The chemicals that you’ll find inside of algaecides do not directly impact your plants and fish whenever you are applying proper dosages. The problem for your fish and plants come from the algae beginning to die off.

As algae die, they will begin robbing the water of the much-needed oxygen your fish and plants require to survive. The lower oxygen levels are depleted even further as the decomposing algae start building up.

To keep from having this problem, you’re going to want to add aeration to your pond as you are introducing algaecides. You will also want to ensure that you are removing dead algae before it gets a chance to begin decomposing and robbing the water of oxygen.

If you aren’t able to aerate your pond, you can either remove the fish and plants, introducing them to a new location, or avoid using algaecides altogether.

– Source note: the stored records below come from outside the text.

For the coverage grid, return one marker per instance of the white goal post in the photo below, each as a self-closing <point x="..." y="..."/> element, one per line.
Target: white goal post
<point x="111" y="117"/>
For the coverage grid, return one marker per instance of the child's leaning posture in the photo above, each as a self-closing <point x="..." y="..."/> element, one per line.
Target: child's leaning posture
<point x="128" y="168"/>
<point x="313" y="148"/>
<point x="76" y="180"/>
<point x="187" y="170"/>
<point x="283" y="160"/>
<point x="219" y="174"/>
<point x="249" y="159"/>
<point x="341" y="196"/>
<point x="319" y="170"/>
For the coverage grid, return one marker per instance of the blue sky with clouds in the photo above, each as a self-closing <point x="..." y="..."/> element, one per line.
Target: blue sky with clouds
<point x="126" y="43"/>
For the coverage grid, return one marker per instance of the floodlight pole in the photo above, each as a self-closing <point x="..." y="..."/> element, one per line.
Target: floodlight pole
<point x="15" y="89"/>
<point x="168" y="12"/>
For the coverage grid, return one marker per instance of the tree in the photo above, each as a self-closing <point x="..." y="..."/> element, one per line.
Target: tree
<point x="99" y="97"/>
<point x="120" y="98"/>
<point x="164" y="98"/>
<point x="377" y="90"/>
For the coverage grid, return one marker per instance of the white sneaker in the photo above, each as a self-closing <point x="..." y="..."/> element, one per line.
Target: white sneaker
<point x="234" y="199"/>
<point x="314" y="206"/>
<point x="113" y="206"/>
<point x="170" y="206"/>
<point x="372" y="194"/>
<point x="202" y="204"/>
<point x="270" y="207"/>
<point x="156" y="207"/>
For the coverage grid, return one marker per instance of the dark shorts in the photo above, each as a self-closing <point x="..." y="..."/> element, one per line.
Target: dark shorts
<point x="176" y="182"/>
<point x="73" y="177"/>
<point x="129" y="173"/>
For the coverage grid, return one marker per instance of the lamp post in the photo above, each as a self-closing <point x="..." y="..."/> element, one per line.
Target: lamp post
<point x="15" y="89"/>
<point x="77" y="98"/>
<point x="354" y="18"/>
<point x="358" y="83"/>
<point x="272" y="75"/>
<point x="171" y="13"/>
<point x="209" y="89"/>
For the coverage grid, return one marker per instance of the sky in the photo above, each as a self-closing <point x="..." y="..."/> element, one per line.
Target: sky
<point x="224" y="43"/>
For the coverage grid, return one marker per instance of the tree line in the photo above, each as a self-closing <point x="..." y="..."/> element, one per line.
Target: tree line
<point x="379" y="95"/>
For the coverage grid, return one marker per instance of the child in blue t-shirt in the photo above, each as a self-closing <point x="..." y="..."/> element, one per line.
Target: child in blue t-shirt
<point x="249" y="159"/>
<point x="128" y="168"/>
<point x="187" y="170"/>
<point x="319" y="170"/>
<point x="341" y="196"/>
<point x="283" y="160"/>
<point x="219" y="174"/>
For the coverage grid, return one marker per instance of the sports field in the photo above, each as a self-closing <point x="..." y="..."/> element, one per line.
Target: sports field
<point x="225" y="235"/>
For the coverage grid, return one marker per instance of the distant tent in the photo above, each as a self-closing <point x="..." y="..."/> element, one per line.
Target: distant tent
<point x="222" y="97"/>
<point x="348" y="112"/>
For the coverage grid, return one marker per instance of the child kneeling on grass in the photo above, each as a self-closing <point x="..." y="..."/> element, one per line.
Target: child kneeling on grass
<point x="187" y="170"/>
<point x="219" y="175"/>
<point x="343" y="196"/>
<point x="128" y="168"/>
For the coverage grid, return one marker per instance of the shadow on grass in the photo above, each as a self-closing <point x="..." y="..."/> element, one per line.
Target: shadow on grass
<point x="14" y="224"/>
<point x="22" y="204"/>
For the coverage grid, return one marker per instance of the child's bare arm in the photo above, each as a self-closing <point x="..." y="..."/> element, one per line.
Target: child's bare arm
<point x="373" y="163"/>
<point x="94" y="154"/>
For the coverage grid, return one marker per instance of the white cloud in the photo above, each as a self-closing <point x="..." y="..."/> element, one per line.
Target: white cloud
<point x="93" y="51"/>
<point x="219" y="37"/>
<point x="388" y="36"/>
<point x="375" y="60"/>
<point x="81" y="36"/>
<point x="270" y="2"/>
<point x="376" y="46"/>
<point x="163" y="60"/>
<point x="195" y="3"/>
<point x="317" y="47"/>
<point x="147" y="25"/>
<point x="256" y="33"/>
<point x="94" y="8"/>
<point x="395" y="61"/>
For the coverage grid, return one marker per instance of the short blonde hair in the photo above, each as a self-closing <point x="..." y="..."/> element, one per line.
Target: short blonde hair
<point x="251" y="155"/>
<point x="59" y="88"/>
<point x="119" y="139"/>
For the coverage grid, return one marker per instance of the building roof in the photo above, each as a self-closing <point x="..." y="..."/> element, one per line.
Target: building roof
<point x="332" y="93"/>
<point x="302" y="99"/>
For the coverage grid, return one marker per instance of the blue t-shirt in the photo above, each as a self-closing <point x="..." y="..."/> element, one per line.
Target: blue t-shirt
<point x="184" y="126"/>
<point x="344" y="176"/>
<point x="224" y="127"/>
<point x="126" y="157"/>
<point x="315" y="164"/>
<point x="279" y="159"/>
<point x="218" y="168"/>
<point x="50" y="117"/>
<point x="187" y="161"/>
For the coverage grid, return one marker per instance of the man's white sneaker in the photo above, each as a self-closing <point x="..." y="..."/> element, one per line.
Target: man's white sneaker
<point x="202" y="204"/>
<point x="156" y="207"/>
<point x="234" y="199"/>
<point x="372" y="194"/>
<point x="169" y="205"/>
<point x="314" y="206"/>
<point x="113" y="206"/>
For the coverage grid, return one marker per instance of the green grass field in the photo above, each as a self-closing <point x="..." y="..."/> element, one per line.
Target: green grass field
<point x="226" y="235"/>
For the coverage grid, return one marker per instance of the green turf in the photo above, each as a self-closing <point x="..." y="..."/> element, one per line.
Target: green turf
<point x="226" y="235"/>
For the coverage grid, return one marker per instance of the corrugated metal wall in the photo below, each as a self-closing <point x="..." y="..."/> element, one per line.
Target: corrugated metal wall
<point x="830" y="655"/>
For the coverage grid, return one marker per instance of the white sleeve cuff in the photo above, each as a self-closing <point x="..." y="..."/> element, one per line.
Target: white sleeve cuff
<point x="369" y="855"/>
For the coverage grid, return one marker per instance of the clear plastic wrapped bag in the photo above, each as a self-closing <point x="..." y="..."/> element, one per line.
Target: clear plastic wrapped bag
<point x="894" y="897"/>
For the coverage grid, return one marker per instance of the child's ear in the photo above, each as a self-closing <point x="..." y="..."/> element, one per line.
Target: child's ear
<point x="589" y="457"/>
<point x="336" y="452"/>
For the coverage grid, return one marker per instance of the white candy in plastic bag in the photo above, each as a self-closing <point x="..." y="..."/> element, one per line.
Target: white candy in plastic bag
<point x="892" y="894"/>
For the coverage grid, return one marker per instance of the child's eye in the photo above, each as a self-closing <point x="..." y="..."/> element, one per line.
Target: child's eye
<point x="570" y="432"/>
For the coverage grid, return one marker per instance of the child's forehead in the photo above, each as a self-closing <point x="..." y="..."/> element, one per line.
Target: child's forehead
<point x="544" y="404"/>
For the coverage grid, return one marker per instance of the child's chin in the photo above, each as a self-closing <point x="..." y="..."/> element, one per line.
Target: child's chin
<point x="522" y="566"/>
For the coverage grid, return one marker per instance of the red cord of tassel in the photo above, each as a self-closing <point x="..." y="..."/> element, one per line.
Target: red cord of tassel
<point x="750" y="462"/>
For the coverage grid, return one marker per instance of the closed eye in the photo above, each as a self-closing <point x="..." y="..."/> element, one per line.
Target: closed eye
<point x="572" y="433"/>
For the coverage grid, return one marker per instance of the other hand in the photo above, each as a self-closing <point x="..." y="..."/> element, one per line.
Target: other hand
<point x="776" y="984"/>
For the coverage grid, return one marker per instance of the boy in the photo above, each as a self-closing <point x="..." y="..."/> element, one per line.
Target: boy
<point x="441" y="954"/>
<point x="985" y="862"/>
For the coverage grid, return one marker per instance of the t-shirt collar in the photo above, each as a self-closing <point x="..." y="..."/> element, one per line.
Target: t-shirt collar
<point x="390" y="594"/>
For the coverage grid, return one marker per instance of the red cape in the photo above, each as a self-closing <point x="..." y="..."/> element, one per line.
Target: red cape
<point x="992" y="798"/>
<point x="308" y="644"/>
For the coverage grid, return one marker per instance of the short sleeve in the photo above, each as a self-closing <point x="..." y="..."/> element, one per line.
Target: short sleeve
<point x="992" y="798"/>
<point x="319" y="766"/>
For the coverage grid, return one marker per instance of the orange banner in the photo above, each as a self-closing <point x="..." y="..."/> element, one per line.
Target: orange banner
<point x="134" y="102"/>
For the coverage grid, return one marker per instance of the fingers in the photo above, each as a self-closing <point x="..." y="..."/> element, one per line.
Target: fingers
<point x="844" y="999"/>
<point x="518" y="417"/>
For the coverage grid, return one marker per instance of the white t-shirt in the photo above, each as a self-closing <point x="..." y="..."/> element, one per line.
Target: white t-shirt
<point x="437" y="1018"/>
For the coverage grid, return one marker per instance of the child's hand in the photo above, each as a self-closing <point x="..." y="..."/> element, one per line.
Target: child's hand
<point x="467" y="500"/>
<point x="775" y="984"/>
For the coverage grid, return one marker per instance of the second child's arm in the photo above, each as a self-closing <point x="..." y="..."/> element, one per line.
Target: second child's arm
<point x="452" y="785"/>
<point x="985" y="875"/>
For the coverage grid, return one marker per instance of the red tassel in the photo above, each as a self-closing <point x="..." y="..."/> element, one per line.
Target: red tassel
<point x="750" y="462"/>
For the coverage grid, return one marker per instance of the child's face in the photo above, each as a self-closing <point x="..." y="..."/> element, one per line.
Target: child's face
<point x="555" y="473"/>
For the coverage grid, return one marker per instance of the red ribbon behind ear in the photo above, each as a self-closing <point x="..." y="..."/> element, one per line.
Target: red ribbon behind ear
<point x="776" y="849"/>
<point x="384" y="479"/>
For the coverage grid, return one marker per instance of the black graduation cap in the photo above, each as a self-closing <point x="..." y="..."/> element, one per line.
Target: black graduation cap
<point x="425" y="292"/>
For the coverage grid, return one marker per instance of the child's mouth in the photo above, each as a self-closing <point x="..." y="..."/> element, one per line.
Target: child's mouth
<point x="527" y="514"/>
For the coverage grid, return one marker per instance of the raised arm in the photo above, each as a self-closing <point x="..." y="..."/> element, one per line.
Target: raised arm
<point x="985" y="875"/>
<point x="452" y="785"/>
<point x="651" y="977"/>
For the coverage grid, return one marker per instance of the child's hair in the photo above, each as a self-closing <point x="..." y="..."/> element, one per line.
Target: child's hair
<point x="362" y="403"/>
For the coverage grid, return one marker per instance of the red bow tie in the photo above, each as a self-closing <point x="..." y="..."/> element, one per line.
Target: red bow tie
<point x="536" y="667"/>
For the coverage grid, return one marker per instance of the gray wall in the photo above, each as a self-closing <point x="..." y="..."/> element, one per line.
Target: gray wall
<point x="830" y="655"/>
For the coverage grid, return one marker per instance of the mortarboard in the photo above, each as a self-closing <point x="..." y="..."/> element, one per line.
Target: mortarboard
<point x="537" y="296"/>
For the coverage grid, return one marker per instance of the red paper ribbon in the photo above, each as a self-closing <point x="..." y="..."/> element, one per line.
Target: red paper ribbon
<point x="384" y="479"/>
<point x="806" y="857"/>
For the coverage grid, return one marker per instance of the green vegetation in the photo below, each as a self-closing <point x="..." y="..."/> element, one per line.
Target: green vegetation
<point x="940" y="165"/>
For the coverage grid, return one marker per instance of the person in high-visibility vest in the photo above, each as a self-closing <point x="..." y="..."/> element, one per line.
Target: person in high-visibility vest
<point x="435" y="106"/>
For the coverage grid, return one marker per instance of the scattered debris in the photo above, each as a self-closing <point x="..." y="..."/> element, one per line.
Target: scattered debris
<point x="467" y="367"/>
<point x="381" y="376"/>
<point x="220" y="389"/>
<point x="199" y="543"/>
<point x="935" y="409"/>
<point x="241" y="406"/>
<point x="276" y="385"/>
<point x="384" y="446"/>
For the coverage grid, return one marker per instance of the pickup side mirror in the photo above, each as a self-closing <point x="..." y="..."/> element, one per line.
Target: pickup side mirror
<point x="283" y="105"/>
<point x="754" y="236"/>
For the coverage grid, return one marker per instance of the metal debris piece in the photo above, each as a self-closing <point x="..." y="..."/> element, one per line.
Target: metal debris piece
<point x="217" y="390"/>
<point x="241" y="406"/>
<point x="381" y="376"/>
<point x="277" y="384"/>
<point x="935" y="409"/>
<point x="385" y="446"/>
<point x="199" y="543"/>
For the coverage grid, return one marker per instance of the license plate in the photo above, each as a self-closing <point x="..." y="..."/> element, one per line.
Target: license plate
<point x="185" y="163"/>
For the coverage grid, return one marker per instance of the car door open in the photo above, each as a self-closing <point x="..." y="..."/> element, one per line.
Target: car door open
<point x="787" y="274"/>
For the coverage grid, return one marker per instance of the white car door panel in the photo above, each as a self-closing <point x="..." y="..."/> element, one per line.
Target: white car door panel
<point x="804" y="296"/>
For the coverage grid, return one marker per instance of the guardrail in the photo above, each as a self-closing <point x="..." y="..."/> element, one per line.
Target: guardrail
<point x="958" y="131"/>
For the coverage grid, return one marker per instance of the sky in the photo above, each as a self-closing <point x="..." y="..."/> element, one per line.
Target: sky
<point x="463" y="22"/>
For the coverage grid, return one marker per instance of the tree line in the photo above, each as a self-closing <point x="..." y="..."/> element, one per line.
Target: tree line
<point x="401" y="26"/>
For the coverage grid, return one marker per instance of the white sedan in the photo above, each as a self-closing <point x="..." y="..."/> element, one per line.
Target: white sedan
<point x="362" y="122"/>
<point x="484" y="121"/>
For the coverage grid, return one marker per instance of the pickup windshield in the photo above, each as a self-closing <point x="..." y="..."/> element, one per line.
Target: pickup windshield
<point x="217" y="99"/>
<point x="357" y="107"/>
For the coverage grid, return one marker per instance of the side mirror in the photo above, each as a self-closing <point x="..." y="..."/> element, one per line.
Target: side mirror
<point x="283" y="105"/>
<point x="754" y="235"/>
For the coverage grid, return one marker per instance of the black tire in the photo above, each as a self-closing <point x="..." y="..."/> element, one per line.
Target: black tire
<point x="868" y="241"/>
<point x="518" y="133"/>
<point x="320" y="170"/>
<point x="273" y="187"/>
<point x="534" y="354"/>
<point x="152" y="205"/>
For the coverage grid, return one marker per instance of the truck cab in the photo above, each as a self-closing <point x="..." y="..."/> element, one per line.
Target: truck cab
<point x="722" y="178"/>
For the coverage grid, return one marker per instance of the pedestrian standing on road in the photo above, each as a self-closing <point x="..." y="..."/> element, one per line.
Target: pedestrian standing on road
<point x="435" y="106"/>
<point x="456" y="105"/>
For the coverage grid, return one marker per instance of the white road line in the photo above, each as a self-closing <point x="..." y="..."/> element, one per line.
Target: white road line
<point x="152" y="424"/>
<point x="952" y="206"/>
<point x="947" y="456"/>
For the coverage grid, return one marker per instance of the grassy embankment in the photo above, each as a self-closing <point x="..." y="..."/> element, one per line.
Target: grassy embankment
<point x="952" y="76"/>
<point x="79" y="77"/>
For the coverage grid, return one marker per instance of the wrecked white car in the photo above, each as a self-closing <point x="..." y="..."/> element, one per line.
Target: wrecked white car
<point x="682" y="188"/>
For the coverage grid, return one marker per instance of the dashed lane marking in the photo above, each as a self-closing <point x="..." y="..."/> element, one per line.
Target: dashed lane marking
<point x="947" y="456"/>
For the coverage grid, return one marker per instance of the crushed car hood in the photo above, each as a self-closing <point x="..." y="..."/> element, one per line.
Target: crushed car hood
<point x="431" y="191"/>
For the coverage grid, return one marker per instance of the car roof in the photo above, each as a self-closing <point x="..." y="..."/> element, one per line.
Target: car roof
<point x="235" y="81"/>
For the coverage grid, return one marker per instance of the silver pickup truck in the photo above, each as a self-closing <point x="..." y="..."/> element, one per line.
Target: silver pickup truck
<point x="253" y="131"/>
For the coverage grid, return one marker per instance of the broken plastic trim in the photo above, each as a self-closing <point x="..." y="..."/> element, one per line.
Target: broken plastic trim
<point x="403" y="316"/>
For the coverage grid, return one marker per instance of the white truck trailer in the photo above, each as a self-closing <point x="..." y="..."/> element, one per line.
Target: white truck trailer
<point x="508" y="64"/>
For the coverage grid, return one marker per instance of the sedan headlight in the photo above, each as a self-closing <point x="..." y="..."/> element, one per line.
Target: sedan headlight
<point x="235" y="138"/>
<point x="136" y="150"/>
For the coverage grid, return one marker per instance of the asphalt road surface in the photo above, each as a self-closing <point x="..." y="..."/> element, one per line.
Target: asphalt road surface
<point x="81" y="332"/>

If you have large numbers of fish in the pond, you could already run the risk of low oxygen levels. Even the heaviest duty aeration systems may not be able to handle the extra load of algae dying and robbing oxygen.

For ponds with more significant numbers of fish, you will need to stick to a more in-depth cleaning procedure while also delivering as much oxygen as possible. Regularly testing your water’s oxygen levels will help you get in front of any potential problems.

Video Introduction

What’s The Best Pond Algae Control?

The answer to this question is, ultimately, determined by the type of bloom you’re trying to control and whether or not you have fish and plants in the pond.

If you are looking for the best organic pond algae control, we have found that the Nualgi Ponds Algae Control is the best of the best.

However, if you’re looking to get the job done as soon as possible and are comfortable adding chemical algaecides to your pond, the TetraPond Algae Control is excellent for smaller ponds while the GreenClean Granulated Algae Control is a better option for larger ponds.